Parmi les quatre Royale ayant élu domicile aux États-Unis, deux provenaient de la collection de William F. Harrah à Reno, la cinquième du musée Ford de Dearborn, dans le Michigan. «Cette voiture avait été donnée au musée par un ancien cadre de GM», Charles Chayne, explique M. Bock, le juge principal de Pebble Biche. «Chayne était tombé par hasard sur la voiture chez un ferrailleur de Long Island, où elle avait été laissée après que son bloc moteur avait rendu l’âme lors d’un rude hiver new-yorkais, et il l’avait rachetée pour quelques centaines de dollars.» La sixième appartenait à Briggs Cunningham. Il l’avait transportée sur une simple remorque avec un pick-up Ford F250. Impensable aujourd’hui: elle avait juste été bâchée. La présence des six Royale déplaça les foules et eut un retentissement mondial.
Le gazon où les voitures étaient exposées, qui est aujourd’hui le gazon d’exposition des concept-cars de l’événement, était constamment pris d’assaut par des spectateurs, se souvient M. Bock.

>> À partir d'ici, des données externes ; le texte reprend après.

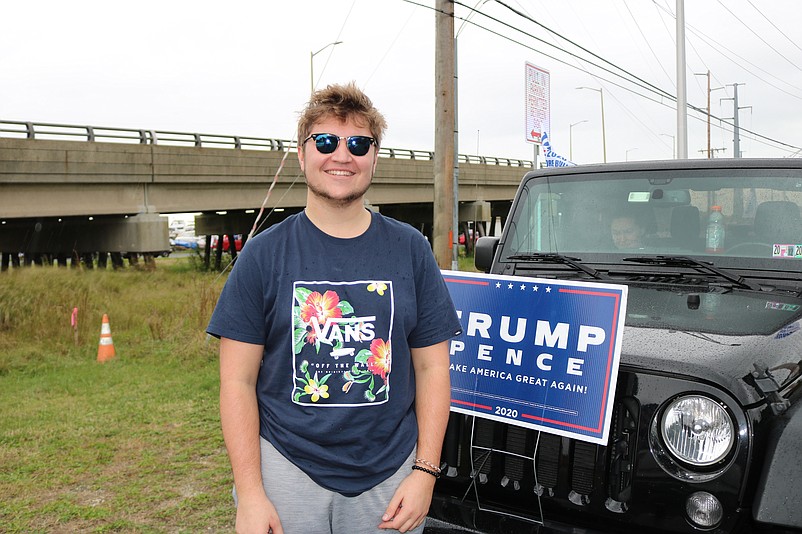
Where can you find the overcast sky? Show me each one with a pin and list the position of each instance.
(242, 67)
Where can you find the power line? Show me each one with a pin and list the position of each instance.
(645, 85)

Cette année-là, le Best of Show est allé au cabriolet 57 habillé par Saoutchik appartenant à Jack Becronic.
Depuis cet événement resté dans les mémoires, trois propriétaires de Bugatti ont encore remporté le fameux trophée: Ralph Lauren en 1990 avec son coupé 57 SC Atlantic, John Mozart en 1998 avec son roadster Corsica 57 SC et enfin Peter D. Williamson avec son Atlantic en 2003. En 2019, dernière année de l’organisation du concours d’élégance, la pandémie du Covid-19 ayant causé l’annulation de l’épreuve en 2020, les pelouses du golf de Pebble Biche avaient vu la réunion, pour la première fois depuis 1934, des quatre Type 59 Grand Prix.
Depuis la résurrection de la marque française sous pavillon Volkswagen, Pelle Beach fait figure d’écrin pour la présentation en première mondiale des modèles les plus exclusifs de Molsheim.